たとえばゴッホがわからない人は、美術とはこういうものだという先入観を前もって固めているものです。巨匠画家ならきっとこういう絵をかいてしかるべきとの予断ができていて、いざゴッホ絵画を見た時にその先入観と合わない実物に混乱するわけです。天才なのだから絵がすごくうまいと思っていたら、すごくへただから。

教育の現場でよく言われるのは、子どもは教えやすいが、大人は教えにくいという法則です。大人は頭が固く柔軟性がないからだと考えがちですが、少し違うのです。脳の機能低下ではなく、持っている知識が独自の物語を構築済みで、排他的になりやすい一面です。

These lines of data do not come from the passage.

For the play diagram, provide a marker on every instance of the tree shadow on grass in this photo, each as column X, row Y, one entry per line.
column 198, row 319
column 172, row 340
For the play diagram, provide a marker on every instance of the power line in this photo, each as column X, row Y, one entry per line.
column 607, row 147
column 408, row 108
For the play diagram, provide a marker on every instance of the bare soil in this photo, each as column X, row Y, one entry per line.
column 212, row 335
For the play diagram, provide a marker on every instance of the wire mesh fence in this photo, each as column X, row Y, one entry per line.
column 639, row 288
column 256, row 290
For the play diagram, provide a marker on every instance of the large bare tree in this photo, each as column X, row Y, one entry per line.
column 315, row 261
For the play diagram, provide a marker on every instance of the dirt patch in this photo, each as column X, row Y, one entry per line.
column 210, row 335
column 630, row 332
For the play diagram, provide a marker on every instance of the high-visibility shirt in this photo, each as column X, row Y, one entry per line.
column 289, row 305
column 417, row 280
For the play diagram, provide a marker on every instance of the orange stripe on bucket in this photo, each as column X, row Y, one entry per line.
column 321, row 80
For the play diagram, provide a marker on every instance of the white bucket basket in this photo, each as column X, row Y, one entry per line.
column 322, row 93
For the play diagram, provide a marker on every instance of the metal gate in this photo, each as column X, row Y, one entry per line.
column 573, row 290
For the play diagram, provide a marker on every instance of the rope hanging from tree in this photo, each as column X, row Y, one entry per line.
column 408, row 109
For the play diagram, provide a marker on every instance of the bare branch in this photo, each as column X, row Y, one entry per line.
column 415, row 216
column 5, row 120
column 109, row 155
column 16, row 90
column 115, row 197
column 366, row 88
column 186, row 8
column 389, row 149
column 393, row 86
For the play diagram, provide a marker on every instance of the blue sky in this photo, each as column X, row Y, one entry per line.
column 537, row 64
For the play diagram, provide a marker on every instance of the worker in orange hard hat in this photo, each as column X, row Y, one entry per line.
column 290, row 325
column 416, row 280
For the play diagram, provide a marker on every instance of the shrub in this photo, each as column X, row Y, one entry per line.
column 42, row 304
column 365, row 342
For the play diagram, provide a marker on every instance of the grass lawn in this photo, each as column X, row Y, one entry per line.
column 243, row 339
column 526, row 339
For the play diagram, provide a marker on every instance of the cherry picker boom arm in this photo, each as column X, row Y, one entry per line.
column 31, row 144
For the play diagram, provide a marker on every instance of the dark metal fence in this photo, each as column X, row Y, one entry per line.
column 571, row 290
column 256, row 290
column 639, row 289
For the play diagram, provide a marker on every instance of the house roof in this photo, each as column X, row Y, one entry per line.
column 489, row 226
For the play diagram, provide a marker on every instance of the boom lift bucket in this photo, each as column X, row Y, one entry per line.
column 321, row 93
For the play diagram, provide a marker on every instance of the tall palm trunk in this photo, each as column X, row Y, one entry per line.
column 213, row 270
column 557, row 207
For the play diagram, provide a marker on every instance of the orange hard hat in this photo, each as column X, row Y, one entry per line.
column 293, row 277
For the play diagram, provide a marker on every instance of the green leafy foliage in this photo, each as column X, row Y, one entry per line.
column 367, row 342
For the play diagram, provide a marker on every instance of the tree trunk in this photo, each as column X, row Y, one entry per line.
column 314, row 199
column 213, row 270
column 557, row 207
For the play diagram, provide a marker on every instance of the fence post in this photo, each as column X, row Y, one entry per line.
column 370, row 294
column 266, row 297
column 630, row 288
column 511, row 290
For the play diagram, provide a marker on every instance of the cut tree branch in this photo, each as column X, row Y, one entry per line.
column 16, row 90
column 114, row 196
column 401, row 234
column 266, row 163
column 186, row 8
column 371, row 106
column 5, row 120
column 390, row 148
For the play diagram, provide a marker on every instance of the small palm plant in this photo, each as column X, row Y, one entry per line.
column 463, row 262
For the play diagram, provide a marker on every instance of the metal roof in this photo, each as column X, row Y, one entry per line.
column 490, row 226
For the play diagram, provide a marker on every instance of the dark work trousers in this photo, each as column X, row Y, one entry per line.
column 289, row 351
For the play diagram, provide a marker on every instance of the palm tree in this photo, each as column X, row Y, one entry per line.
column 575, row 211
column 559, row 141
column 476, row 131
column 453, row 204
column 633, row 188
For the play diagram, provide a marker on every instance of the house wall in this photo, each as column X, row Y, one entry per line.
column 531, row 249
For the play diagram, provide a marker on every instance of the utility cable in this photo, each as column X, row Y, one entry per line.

まだ何も学習していない子どもは、独自の物語を持たないから、内部矛盾が起きません。一方、大人が何かを学習する時は、すでに脳内にできている不適切な物語を、先に崩す別途作業が負担になるでしょう。

間違った美術物語にも、類型パターンがあります。たとえばモチーフが判別できれば芸術がわかったとみなす物語は、国内で空気伝染のごとき広まり方です。ゴッホは何とかわかってもピカソは怪しく、ポロックには歯が立たないという、絵にかいたような症状はそれかも。